Après des débats parlementaires houleux, le projet de loi de finances pour 2025 a finalement été adopté suite au rejet d’une motion de censure. Plusieurs mesures fiscales impactant directement les entreprises figurent dans ce budget, notamment une contribution exceptionnelle sur les grandes entreprises, le report de la suppression de la CVAE et des modifications concernant la franchise en base de TVA. Notre cabinet Aucap fait le point pour vous.

Une contribution exceptionnelle pour les grandes entreprises
L’une des mesures phares de cette loi de finances est l’instauration d’une contribution temporaire sur les bénéfices des grandes entreprises.

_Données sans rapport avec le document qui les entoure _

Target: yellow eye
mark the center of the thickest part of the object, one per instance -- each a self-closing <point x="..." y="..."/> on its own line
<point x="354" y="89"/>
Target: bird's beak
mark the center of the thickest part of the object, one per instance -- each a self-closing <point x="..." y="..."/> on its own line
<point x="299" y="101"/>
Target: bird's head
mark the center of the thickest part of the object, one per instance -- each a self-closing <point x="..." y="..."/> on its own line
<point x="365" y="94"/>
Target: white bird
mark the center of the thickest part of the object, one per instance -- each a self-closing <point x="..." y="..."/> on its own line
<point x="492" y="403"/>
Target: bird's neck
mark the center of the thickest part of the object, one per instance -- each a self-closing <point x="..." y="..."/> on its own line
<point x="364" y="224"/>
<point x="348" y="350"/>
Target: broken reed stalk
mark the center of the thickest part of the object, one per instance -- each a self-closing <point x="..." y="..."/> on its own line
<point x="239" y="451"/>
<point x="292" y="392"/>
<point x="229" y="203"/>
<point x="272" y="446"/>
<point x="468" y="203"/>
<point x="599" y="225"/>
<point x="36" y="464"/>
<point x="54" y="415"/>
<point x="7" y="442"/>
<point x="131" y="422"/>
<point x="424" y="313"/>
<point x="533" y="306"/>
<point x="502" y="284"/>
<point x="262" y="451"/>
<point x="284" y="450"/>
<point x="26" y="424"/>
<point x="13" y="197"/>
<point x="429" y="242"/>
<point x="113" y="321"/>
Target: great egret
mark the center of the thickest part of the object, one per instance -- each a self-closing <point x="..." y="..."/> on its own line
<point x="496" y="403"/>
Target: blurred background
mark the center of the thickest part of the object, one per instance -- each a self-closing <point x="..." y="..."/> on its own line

Cette taxe, initialement prévue pour deux ans mais réduite à une seule année, concernera les sociétés dont le chiffre d’affaires dépasse 1 milliard d’euros.
- Le taux appliqué sera de :
20,6 % pour les entreprises dont le chiffre d’affaires se situe entre 1 et 3 milliards d’euros, - 41,2 % pour celles dont le chiffre d’affaires excède 3 milliards d’euros.
Cette contribution sera calculée sur la moyenne de l’impôt sur les sociétés dû pour les exercices 2024 et 2025 et devra être réglée en grande partie (98 %) lors du dernier acompte d’impôt sur les sociétés, soit le 15 décembre 2025.
Report de la suppression de la CVAE
Initialement prévue pour 2024, la suppression progressive de la cotisation sur la valeur ajoutée des entreprises (CVAE) est finalement repoussée de trois ans. Toutefois, afin d’éviter une réduction brutale des recettes fiscales, une cotisation complémentaire sera instaurée pour compenser la baisse des taux appliquée en 2025. Cette cotisation complémentaire représentera 47,4 % du montant de la CVAE due en 2025 et devra être acquittée en un seul paiement avant le 15 septembre 2025.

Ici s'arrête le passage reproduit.